The CFTC announced a $200 million fine Thursday against JPMorgan Securities for trade surveillance gaps created during the onboarding of a new system in 2021. The CFTC’s fine will be offset by $100 million, money the bank will pay to the U.S. Treasury’s Office of the Comptroller of the Currency (OCC) and the Federal Reserve Board as part of a $348 million settlement announced in March for related trade surveillance failures.

JPMorgan previously disclosed it would pay a $100 million fine to a third regulator, now revealed as the CFTC, for the trade surveillance lapses.

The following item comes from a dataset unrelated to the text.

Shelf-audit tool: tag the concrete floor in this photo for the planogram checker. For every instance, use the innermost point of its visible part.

The details: In 2021, JPMorgan discovered that it had not been properly surveilling trades on up to 30 global trading venues, dating back to 2014. In one case, JPMorgan failed to surveil billions of trades from one trading venue, mostly related to trades “conducted on a U.S. designated contract market and certain registered foreign boards of trade open to trading by U.S. customers,” according to the CFTC’s order.

JPMorgan disclosed the surveillance lapses to the CFTC in 2021, after the bank signed a 2020 resolution with the agency regarding spoofing and attempted trade manipulation by its precious metals trading desk.

Company response: In an emailed response, a JPMorgan spokesperson referred back to the bank’s disclosure on the fine, noting it self-disclosed the issues, “significant” remediation is underway, and no customers were harmed.